If your uncle, grandfather, dad, mom or whoever collected was decent enough to identify those stamps that are ‘rare’, ‘errors’, ‘extremely valuable’, set these aside and thank him or her for doing this.
If your benefactor was also decent enough to give provenance to some stamps to say why these stamps meant something to him or her, keep these in memory of that person along with the write-up. These are treasured keepsakes for the family and should be passed on until the first ‘non-thinking’ relative is insensitive enough to chuck them – hopefully after you are dead!
At this point you are probably left with a blank album or albums, some FDC’s [First Day Covers], tongs, hinges or other stamp mounting paraphernalia, weird letters or covers and bizarre philetalia.

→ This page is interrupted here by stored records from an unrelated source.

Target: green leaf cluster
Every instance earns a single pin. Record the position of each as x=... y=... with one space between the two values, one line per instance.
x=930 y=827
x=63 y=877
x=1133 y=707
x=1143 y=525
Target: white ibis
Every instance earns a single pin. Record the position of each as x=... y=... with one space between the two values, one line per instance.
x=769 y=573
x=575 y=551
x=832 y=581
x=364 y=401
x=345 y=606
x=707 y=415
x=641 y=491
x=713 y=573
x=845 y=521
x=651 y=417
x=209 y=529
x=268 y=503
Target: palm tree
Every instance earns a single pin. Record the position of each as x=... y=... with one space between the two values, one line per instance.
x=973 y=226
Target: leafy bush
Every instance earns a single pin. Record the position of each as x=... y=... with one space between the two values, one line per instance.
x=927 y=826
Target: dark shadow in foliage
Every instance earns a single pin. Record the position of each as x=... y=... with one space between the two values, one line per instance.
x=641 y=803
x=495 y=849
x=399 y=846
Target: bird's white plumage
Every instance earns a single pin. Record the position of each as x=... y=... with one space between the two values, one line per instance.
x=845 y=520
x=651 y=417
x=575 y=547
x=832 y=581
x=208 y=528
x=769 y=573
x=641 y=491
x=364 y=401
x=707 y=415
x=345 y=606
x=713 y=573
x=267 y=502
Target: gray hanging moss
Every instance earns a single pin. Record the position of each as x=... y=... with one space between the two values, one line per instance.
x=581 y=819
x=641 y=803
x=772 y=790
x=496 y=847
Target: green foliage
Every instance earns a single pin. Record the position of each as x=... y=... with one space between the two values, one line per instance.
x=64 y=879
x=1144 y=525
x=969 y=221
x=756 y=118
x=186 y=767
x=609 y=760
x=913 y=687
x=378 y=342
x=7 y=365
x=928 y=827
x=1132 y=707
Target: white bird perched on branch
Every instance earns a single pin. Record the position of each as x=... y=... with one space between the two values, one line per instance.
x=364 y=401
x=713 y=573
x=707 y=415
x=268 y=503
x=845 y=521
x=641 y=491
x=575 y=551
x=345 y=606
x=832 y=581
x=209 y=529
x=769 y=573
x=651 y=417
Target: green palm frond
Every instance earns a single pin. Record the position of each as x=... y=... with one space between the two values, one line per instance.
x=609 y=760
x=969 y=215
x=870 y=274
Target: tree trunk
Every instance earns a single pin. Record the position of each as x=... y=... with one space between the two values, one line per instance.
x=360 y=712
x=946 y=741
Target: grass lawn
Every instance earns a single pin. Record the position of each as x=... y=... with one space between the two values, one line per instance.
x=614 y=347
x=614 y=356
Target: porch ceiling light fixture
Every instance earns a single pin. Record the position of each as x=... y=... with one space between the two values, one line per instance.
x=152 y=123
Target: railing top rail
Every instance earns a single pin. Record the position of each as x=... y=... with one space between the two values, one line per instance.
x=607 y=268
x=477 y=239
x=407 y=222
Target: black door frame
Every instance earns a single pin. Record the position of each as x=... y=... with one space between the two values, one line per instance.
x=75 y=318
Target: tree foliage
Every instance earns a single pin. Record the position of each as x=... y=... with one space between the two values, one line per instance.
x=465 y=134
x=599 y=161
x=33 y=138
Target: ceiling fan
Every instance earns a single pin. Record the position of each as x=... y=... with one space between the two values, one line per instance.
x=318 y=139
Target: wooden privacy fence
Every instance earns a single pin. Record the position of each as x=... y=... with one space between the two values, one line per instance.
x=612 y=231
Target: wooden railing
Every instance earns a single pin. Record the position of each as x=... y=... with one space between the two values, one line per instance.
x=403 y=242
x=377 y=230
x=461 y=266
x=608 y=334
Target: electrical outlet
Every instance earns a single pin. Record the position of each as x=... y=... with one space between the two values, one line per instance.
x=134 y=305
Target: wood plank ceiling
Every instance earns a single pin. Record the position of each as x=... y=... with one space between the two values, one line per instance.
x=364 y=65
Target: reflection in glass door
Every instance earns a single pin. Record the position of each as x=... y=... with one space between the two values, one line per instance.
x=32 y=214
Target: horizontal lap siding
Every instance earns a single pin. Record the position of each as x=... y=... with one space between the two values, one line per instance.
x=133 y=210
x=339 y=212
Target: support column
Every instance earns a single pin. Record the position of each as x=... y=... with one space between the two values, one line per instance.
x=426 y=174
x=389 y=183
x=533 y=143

This conglomeration may well be the most dollar value part of the entire collection [ the truly valuable part of the collection is the item in Step 5 – really!]
NOW, HOW DO YOU DISPOSE OF ALL OF THIS FOR PROFIT?
[A] You have already given all the ‘used’ stuff to a charity.
[B] If step 4 was a factor, go to a dealer and face reality, or if you are a suspicious person, seek out another dealer and tell him or her you didn’t like the offers from the other dealer[s].
Note: most dealers are former stamp collectors and almost all stamp collectors are simple, honest people who collect too many stamps.
[C] In the event that you are unhappy with all the dealers – they all know one another by the way – go to a stamp club in your area and try to sell all your more valuable stamps, plus all that mysterious stuff you have identified in Step 6. Most local clubs have auctions for their members who are cautious, tight-fisted, retired-complaining-fixed-income-bidders, who are also as cagey. The club will usually take a 10% commission .The good news is you can put a reserve bid on the items [perhaps based on Scott Catalogue pricing – see Step 3]. The bad news is that you are now back to selling to the dealer you didn’t trust. 99.8%of all dealers and stamp collectors are friendly, helpful and too honest.
[D] There is an alternative to trying to sell a stamp collection, but this involves listening to a story:
I collected stamps from the time I was 6 to 13, like your uncle, grandpa, etc. Then I discovered girls and left my collection to increase in value. From time to time I purchased stamps to add to my ‘closet’ collection – the love of stamps for whatever reason, never dies – and then some 55 years later, I retired and eventually moved to Woodstock, had surplus of time, discovered my stamp collection, now almost 60 years old, and assumed it was a lost fortune.
Wishing to down-size, buy new golf clubs, and having no children or grandchildren interested in stamps, and doubly certain I had a fortune in stamps, I attended an Oxford Philatelic Society meeting with only one intention, that of selling my collection to a lucky collector.
“My happy ending” is that 5 years later, I became president of OPS – now past. Oh, and I have doubled, if not quadrupled my collection.
Moral: be careful what you wish for – or – he who tries to sell stamp collection may end up president. (this includes the present President of France who is an avid stamp collector)
In fairness, for all those who wish to sell a collection that they have inherited, some are worth a great deal ( our club inherited a very valuable collection which has benefited the club coffers very much).
Hopefully the owner of the collection, if it has a truly high value, has left some direction as to how to dispose of his or her collection – as was the case with our benefactor.
Many stamp collectors, like myself, have over-valued our collections trying to impress our spouse that our purchases are and were very good investments.
Our exaggeration is fed by our passion for these little paper pieces of fantastic art.